Beberapa koleksi yang ditampilkan antara lain:
- Relief dan diorama pameran sejarah, termasuk 10 diorama dan 40 relief tentang perjuangan kemerdekaan;
- Foto dokumentasi, arsip, dan daftar nama pahlawan Indonesia yang gugur antara Desember 1948 sampai Juni 1949;
- Replika senjata api dan tradisional, kendaraan militer, alat komunikasi, serta peralatan medis era perjuangan;
- Miniatur dan heraldika, serta patung peraga yang menggambarkan momen historis penting lainnya.

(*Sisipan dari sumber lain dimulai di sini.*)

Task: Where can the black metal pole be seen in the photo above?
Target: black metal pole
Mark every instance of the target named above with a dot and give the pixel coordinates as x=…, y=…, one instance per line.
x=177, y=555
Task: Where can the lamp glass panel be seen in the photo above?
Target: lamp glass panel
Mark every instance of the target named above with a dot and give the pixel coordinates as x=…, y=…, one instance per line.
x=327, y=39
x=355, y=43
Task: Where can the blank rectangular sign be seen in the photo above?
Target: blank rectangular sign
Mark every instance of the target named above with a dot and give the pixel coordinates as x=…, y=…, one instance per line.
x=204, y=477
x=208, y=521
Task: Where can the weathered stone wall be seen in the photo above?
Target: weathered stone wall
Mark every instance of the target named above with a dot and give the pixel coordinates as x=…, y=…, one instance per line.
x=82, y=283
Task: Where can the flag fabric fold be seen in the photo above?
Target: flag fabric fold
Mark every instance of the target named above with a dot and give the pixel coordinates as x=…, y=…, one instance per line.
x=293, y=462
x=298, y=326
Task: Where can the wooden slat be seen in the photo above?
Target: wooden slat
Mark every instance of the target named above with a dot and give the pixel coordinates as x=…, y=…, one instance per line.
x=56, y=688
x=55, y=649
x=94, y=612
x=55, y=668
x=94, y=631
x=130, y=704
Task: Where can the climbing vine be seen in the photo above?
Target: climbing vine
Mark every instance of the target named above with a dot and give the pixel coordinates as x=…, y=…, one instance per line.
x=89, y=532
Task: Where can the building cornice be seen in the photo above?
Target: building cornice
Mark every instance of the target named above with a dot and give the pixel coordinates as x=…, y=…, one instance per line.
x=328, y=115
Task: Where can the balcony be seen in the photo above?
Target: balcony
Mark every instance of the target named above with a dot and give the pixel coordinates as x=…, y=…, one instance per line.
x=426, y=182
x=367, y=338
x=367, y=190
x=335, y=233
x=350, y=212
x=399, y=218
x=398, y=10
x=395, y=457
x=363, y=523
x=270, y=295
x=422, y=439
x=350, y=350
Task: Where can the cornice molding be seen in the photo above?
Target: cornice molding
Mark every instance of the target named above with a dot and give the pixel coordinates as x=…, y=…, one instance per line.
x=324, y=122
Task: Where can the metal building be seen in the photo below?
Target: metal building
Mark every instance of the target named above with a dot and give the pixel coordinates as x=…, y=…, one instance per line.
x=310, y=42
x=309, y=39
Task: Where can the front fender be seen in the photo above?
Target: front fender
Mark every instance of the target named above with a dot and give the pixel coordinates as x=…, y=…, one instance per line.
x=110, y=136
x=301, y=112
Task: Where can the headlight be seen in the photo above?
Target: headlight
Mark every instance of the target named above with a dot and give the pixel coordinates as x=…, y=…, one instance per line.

Lantai ketiga, yang disebut Ruang Garba Graha, menjadi ruang hening yang digunakan untuk mengenang jasa para pahlawan yang telah gugur dalam perjuangan.
Visi dan Misi Museum
Visi dan misi Monumen Yogya Kembali mencerminkan komitmen untuk melestarikan sejarah perjuangan bangsa dan membentuk semangat nasionalisme generasi masa depan. Visi museum adalah menjadi simbol peringatan sejarah yang hidup dan relevan bagi pengunjung untuk terus menghargai nilai perjuangan.
Beberapa poin misi museum antara lain:
- Mengabadikan dan memperingati peristiwa sejarah kembalinya Yogyakarta ke tangan bangsa Indonesia;
- Menghormati jasa para pahlawan yang gugur dalam rangka mempertahankan kemerdekaan;
- Menjadi media edukasi sejarah dan patriotisme bagi generasi muda;
- Mendukung pelestarian artefak budaya dan sejarah bangsa.